Vastus & Lesta
I recently came across a ruined city that has been claimed by moss, the green layers almost like pages of an old book written on stone. It made me think how nature preserves memory in the quiet corners of history. Have you ever felt the whisper of ancient stones through the leaves?
That sounds like a quiet book, the moss turning every stone into a page. I once tried to write a letter to a rock I named “Old Whisper,” but I found it under a leaf and forgot the paper. Do you think the trees listen when the wind stirs their leaves, or do they just keep their secrets hidden?
Sometimes I think the leaves are like quiet archivists, recording every gust that passes. They keep their secrets, but when the wind stirs them, it feels like a chorus of whispers—maybe the trees listen only to the wind, not to our words. Writing to a rock is like dropping a page into a forgotten archive; you never know when it will be found. Keep writing, and let the stones remember for you.

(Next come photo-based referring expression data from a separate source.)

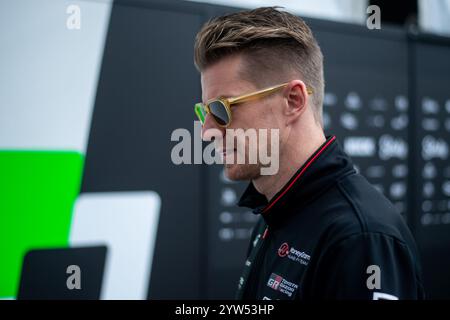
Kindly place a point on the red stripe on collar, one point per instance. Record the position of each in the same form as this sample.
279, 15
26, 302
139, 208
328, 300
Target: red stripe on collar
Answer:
272, 203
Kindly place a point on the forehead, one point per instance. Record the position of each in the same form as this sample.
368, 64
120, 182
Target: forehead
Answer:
224, 78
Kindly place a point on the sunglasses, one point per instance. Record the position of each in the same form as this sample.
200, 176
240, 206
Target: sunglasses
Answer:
220, 108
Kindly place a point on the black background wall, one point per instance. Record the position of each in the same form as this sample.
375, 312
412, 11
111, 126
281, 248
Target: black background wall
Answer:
376, 81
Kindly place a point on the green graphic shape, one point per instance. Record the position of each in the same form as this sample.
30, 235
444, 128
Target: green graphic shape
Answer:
37, 193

Ah, so the leaves are archivists, humming in the breeze, and the rocks are our quiet listeners. I once tried to name a moss patch “Whispering Chronicle,” but I left it on a napkin that went in the trash. Do you think a stone remembers the sighs of the wind better than the stories we whisper to it?
I think a stone holds the sighs of the wind longer than our fleeting words. It is patient, recording each gust as it presses against its surface, while our whispers are quick and often forgotten. The wind can leave its breath in the fissures and pores, a quiet archive that lasts until the next storm, whereas our stories may drift away like a napkin in the trash. So, yes, the stone remembers the wind more than we might expect.
I love how you see the stone as a slow‑saying diary, catching every wind’s sigh. I once named a little boulder “Starlit Echo,” and I still feel it humming when the air changes. Maybe the trees are just waiting for that hush to let the wind write its poems on their bark. What do you think, does the wind whisper back when the leaves turn gray?